What’s really funny is I put that video online and within a couple weeks it had more views than any of my music videos. I thought, well, that makes my life very simple. I won’t bother with making album covers and videos and things like that. I’ll just have shots of my cat peeing in a toilet and I’ll get more popular.

[Laughs] Yes, that seems to be where we’re at culturally in some ways. And maybe it’s something to embrace. So this amazing feat wasn’t in any way influenced by the instructions the famous jazz composer Charles Mingus wrote out for people who wanted to teach their cats to pee in a toilet? I think he wrote this up in the ’60s or ’70s.

You might know the kit that I bought. There is more than one brand or more than one way to skin a cat, as they say. It starts with the tray on the toilet and you gradually move it toward the the circle until you finally take it away and the cat is left with only the toilet. That’s the way we did it. I don’t know if that’s what you were referring to.

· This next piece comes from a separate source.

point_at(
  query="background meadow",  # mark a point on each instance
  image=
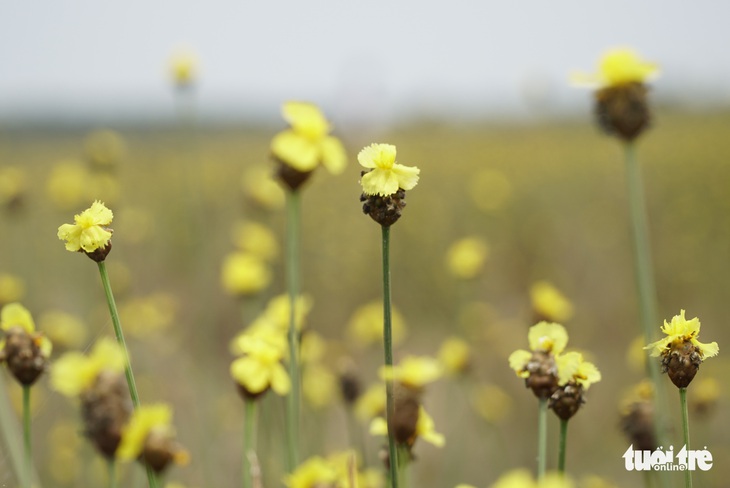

Oh, no. I just happen to be aware of this four-step guide Charles Mingus wrote for people who wanted to train their cat to use a toilet. And I thought it was an interesting connection — two brilliant musicians who are also brilliant at feline potty training. But we should probably move on. [Pause] I always wanted to know what your favorite J.G Ballard novel was.

[Pause] Ballard?

Yes. Something in your work suggests you’ve read a lot of J.G. Ballard.

The Drowned World? Yep.

The Drowned World. All right, yes! I love Ballard’s ’60s work best, too. The Vermilion Sands stories are my favorite. Yes. [Pause] So why The Drowned World?

It seems to transport me. I’m a very watery person. I have to be near water. That would be the thing I most enjoyed about that book, that it was all based around that.